The majority of terminally ill patients prefer to die at home; a preference that declines as illness progresses.2,3 However, such a preference is neither categorical nor fixed, but ‘a socially contingent leaning in a particular direction, rather than an abstractly arrived at certainty’ qualified by speculation about how things might change with events.4 A recent paper in the BMJ5 found preferences for place of death to be often poorly formed in patients' minds, and often inferred by health professionals without direct questioning or reaching a definitive answer. The enabling of patients to achieve their preferred place of death is viewed by the authors as a very limited proxy measure for the effectiveness of palliative care delivery.
The NHS End of Life Care Strategy6 advocates a care pathway that starts with health professionals discussing with patients their care preferences, and advocates the use of the Preferred Priorities for Care document.7 This is a welcome challenge to health professionals: all of us at times fail to provide adequate opportunities for discussion, or block such conversations when they arise. However, exploring preferences with patients is challenging at several levels.

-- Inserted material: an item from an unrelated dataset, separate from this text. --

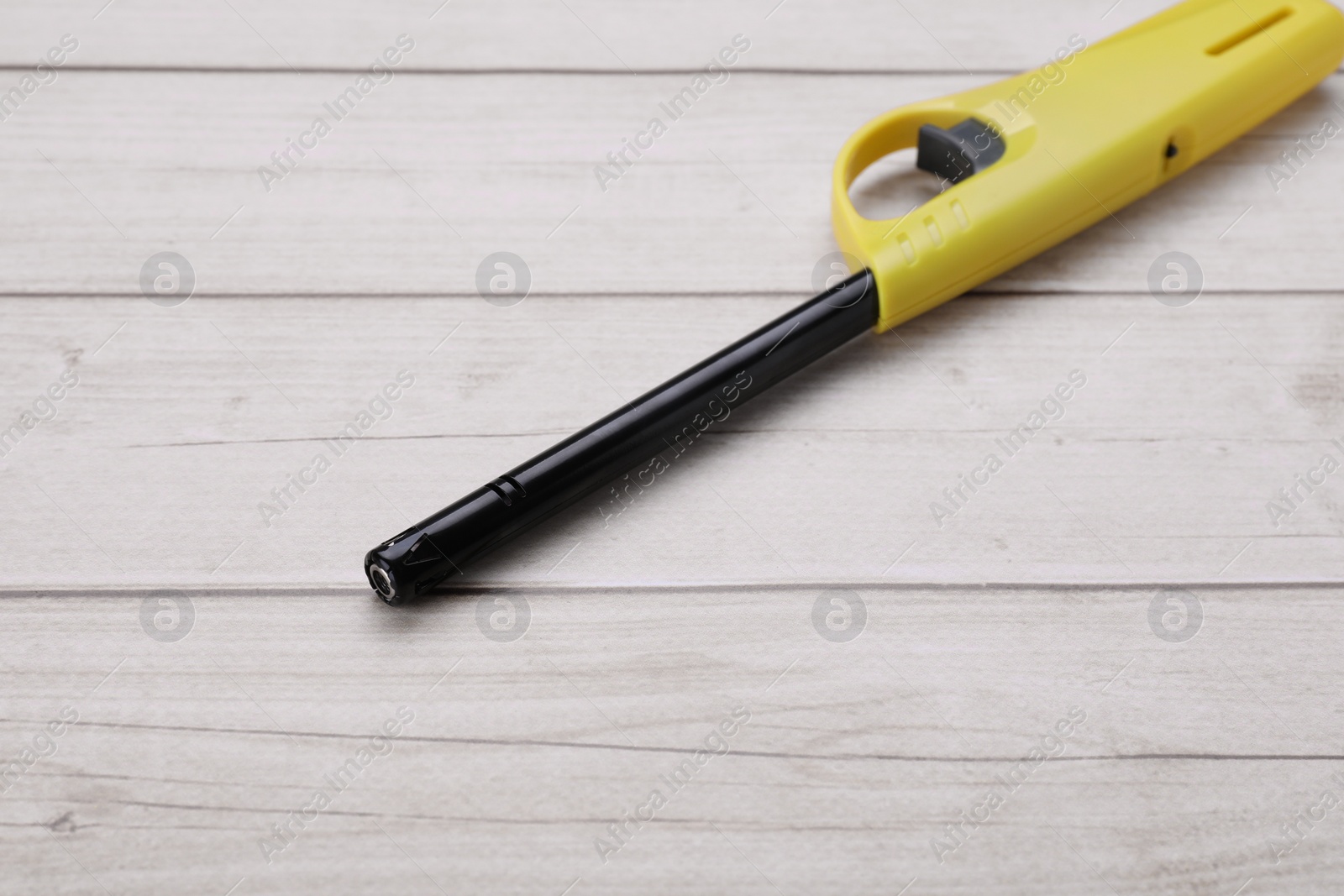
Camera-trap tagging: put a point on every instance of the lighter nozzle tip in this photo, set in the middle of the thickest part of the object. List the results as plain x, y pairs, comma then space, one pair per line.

Judging the appropriate time to raise end-of-life issues with patients and their families is very challenging. Are we reaching that stage in the disease process? Too soon might demotivate patients, causing them to ‘give up’. Too late (currently a common situation) does not allow patient-centred plans to be made. Time and high-level communication skills honed by experience are needed gently to indicate to the patient a willingness to discuss what their future wishes might be should things get worse; and then to allow the patient either to discuss issues should they wish, or to respect their reluctance to discuss the issue. We cannot impose timing or content: not only are patients' preferences for place of death very individual, so are their preferences for whether and when to talk, and with whom.
It is not a failure if a patient dies having never discussed their preference for place of death, provided that opportunities have been repeatedly been provided to do so: it is their final illness. Care needs to be handled in the way that they prefer, even if it is untidy and creates uncertainty for the GP and others involved in their care. A preferred priority for silence is to be respected.
Commissioned; not peer reviewed.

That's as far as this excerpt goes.